Go's compiler is simpler than HotSpot but still does meaningful inlining.

Inlining budget

  • Functions are inlined if their cost (a static metric) is < 80 (default; configurable with -l flag).
  • A for loop, defer, recover, or closure typically blocks inlining.
  • go build -gcflags='-m -m' shows decisions.
$ go build -gcflags='-m=2' ./...
./order.go:14:6: can inline (*Order).subtotal
./order.go:23:18: inlining call to (*Order).subtotal
./order.go:8:6: cannot inline (*Order).Total: function too complex

Mid-stack inlining

Go 1.10+ added mid-stack inlining: a small caller of a small callee can inline both into the outermost frame. Effect: many Extract Method-style refactorings cost zero in Go.

Profile-Guided Optimization (Go 1.21+)

Capture a real-world profile (go test -cpuprofile) and pass it to go build. The compiler now knows which call sites are hot and inlines aggressively at those sites. PGO can recover much of the polymorphism perf you'd otherwise lose to interface dispatch.

Interface dispatch

Calling through a Go interface is always a virtual call (itab lookup, indirect). Unlike Java's HotSpot, the Go compiler historically didn't devirtualize. PGO changes this for hot sites.


Python: bytecode, no inlining, but…

CPython has no inliner. Every method call goes through the standard call protocol (CALL_FUNCTION opcode → PyEval_EvalFrameEx → frame creation → execution).

Cost

A Python method call costs ~50–500ns of pure overhead, before the body runs. For tight loops, this dominates.

Implications for refactoring

  • Extract Method: a hot loop calling an extracted helper N times pays N × 100ns. For N=10M, that's a second of overhead.
  • Replace Temp with Query: same — each query call adds overhead.
  • Inline Method: a real perf win in tight Python loops.

Tools

  • PyPy — JIT-compiled CPython subset. Composing Methods refactorings are roughly free under PyPy. If your code runs on PyPy, ignore this section.
  • Cython — annotate hot paths with C types. Inlining works.
  • Numba — JIT for numerical Python.
  • C extensions — for any hot inner loop.

Practical Python rule: write clear code (Extract Method liberally) for the 99% of code that isn't hot. Profile, find the 1%, and either drop to C / use Numba / vectorize with NumPy.

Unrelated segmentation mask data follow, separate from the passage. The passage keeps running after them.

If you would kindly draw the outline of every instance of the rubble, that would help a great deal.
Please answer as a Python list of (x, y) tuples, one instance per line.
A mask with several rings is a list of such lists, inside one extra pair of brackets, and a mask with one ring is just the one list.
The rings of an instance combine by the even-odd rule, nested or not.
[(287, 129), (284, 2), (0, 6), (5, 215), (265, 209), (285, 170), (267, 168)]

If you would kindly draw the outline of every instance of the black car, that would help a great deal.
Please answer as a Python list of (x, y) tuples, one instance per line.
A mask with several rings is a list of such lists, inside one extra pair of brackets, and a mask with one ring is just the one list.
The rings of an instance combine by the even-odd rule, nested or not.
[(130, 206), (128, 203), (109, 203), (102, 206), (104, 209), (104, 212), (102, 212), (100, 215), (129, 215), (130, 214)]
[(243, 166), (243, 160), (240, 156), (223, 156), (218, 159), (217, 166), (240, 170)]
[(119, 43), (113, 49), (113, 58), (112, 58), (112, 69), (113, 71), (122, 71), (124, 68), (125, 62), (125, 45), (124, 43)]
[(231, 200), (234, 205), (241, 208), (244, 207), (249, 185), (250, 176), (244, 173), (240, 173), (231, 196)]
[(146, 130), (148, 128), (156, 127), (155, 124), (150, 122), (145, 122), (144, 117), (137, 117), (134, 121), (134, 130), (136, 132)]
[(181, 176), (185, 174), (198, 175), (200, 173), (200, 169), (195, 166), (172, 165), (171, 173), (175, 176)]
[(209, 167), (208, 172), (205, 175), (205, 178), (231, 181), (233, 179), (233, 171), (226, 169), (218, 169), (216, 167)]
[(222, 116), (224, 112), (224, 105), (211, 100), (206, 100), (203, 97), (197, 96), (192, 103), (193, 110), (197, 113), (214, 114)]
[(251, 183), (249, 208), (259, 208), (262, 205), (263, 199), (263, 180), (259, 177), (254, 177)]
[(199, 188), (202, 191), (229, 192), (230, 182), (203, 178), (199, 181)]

Profile-guided refactoring

The discipline of measuring before refactoring for performance reasons:

The flow

  1. Measure: profile prod (or a realistic load test).
  2. Identify the hot path (10% of code that runs 90% of the time — Pareto holds).
  3. Apply Composing Methods refactorings to the hot path with special considerations:
  4. Inline rather than Extract.
  5. Avoid Replace Temp with Query for non-pure expressions.
  6. Avoid allocations even if escape analysis "should" handle them.
  7. Re-measure.
  8. Apply normal Composing Methods refactorings to everything else, freely.

What this prevents

The two biggest mistakes:

  • Optimizing cold code. Writing convoluted versions of code that runs once a day.
  • Pessimizing hot code. "Cleaning up" a tight loop into a stream pipeline that allocates 3 iterators per iteration.

Tools

Language Profiler
Java JFR (built-in), async-profiler, VisualVM
Go pprof (built-in)
Python cProfile, py-spy, scalene
Native perf, Instruments, VTune

Review questions

  1. What does Extract Method cost in JVM bytecode? In steady-state JIT?
  2. Explain MaxInlineSize and FreqInlineSize.
  3. How do escape analysis and scalar replacement make Method Object free?
  4. When does Replace Temp with Query become a real perf cost?
  5. Why might you Inline Method even if JIT was already inlining it?
  6. What's the difference between monomorphic and megamorphic call sites for perf?
  7. What does -XX:+PrintInlining tell you?
  8. Why do most micro-benchmarks of Substitute Algorithm lie?
  9. How does Go's PGO interact with these refactorings?
  10. Why is Inline Method sometimes the best refactoring in CPython hot loops?